“The Most Exciting Fishing on Gulf Coast”
What is your favorite way to catch a fish? Is it popping a cork for schooling trout or topwater for big yellow mouths? Maybe it’s tossing spinner baits and big reds cruising a shoreline or even jigging deep water passes for whatever bites. Well if your answer isn’t sight fishing for red fish than that’s probably because you never experienced it. Sight fishing for reds is no doubt the most exhilarating fishing experience our coastal waters have to offer. It’s a combination between hunting and fishing. You get the experience of actually stalking a fish rather than casting and hoping for a bite.
The key to sight fishing is sunlight and clean water. Grass typically is the key for clean water. Many different eco systems provide different types of grass but grass is the key to filtering out clean water which is essentially to being able to see a red fish swimming. Also try and focus on sunny days when trying to sight fish reds. When a big cloud passes in front of the sun it’s like a light switch being turned to off and dark in a room. Also elevate yourself in your boat. You want to get high in your boat where your eyes can cut into the water. Build a stand or use a very sturdy ice chest on the bow of the boat as it will help you see much better into the water. Also always keep the sun at your back. You can not see into the water and into the sun at the same time, but when the sun is at your back you can see everything. Types of lures to through can very greatly. We like to throw the Matrix Craw a lot. Yes it’s a crawfish built for bass, but red fish love it. Craws are great in very grassy situations as you can rig them weedless and swam over the grass perfectly.
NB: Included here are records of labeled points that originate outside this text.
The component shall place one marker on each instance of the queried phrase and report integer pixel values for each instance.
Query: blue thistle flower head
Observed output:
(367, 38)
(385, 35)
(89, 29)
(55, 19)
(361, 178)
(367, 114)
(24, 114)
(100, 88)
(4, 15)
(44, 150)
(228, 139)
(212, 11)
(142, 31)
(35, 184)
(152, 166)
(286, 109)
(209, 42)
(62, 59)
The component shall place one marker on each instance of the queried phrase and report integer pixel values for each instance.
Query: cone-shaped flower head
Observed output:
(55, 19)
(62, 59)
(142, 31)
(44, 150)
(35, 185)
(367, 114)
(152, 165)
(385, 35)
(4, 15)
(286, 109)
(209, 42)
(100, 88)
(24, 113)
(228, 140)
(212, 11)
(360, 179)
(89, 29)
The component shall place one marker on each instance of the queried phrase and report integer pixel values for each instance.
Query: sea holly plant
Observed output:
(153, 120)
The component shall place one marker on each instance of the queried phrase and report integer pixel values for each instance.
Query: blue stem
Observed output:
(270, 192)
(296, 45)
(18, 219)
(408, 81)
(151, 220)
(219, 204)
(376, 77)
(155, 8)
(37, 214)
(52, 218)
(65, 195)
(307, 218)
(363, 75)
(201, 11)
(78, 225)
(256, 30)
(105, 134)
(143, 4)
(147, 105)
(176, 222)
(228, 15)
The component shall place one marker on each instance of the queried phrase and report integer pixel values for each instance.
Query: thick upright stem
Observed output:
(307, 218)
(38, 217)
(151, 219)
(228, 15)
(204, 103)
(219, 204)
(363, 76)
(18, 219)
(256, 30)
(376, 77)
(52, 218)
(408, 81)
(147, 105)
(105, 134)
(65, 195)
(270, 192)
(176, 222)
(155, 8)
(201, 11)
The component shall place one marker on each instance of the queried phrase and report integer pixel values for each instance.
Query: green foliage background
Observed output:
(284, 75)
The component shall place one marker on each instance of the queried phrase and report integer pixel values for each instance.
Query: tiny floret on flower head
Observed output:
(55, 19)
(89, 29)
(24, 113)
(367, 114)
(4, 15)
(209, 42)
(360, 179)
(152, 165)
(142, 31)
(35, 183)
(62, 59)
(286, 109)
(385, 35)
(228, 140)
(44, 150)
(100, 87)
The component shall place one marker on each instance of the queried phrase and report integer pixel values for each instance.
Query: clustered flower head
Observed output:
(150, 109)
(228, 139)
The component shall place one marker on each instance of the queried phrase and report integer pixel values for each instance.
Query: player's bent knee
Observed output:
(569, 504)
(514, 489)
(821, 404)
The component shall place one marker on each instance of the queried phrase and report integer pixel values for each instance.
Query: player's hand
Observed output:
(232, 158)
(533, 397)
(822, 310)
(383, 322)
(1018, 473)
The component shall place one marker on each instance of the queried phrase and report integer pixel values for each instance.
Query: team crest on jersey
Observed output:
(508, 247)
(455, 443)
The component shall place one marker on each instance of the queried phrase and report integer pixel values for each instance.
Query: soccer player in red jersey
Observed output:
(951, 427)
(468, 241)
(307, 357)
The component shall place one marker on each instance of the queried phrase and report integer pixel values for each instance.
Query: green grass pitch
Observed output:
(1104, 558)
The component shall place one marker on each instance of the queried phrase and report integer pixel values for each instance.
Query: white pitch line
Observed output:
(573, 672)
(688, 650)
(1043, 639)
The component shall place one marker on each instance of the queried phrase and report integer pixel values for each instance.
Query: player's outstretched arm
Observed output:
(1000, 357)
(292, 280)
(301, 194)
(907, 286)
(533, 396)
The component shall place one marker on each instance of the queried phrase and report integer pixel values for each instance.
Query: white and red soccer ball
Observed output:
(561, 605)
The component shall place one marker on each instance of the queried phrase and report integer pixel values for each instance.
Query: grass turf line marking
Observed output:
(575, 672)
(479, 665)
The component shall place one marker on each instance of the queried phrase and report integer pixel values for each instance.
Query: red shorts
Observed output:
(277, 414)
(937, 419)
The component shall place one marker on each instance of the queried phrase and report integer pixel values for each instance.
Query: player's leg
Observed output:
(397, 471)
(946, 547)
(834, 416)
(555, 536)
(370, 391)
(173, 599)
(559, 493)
Simply put your trolling motor at a nice cruising speed and keep you poles locked and loaded. What’s great about sight fishing is that you may catch a limit of reds and only made 15 cast all day. There isn’t a need to make 500 cast a morning when sight fishing. We call them pumpkins as they get golden bronze when floating over certain grass types. They stick out like a sore thumb. Now when we sight fish over sandy banks the reds are harder to see and are more silver. The key is to see the red before he sees you. If you make a good cast in front of an unsuspicious fish you hook up ratio is close to 90 percent.
Now when you find the mother load of red fish in a shallow pond or on a clean shoreline in a bay it is a beautiful sight. Schools can get up to hundred fish balled up in a thirty foot radius cruising around looking to massacre anything that gets in their way. Also one of the most beautiful sights in all of fishing is coming onto a shallow flat early on a slick calm morning and seeing red tails popping up all over the flat. Yes that’s right, red fish are known to lift their tails completely out of the water while scurrying up food out of the mud. So for those who have caught many reds in a certain shallow area try this technique and see just how efficient and exciting this style of fishing is.